The heartfelt actions of different characters throughout the film slowly and subtly bring the audience closer to the true foundation of the film: love. Different aspects of love combine to form one pure emotion,  fighting with the underlying misery and sadness of the story while simultaneously upholding themes like hope and strength. 

Guled can be seen as a strong-willed and courageous young father who already has to face the challenging conditions of being a gravedigger, while also learning that his love is in critical condition. Because of the cost of the operation, and the family’s poor financial situation, Guled is forced to return to the village that he abandoned for having condemned him to his way of life.

Djibouti has rarely been as beautiful as in Ahmed’s first feature film.  The Finnish director liberally paints city streets with colors reflecting a tender and out-going nature.

It is clear that he is deeply invested in the movie characters, exploring their passions, emotions, gestures, and thoughts, all the while maintaining the loving foundation of the film.

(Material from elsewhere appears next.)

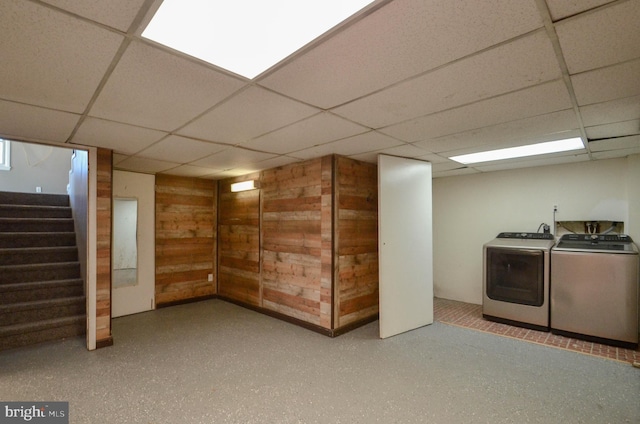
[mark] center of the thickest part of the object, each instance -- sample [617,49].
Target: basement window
[5,155]
[245,37]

The audience will appreciate the deep connection between the couple of the story, with Nasra, played by Yasmin Warsame, radiating striking beauty while being devoured by Gulad’s (Omar Abdi) gaze who is obviously madly in love with her.

Together, and despite the pain and poverty, they dream of a better future. Their romance has all of a Shakespearean drama, even an exile. They have absolute devotion to each other, and love emerges victorious.

Guled and Nasra struggle to keep their family together through the violence and upheaval witnessed throughout the film. Mahda, their son, stuck between an absent father and a dying mother, begins to rebel in response to his home situation.

Guled spends his days hoping to raise enough money in time, though it proves extremely difficult, despite the solidarity of those around him. His quest turns into a dangerous journey from which he will not return unscathed, but the journey clearly proves his undying and unconditional love for his wife and family.

Though death often looms over the heads of his characters, Ahmed celebrates life, and does so in the heart of a shining city. And though the narrative of the film is suspenseful and heart wrenching, it is ultimately about love, and the journeys people will take to nurture it.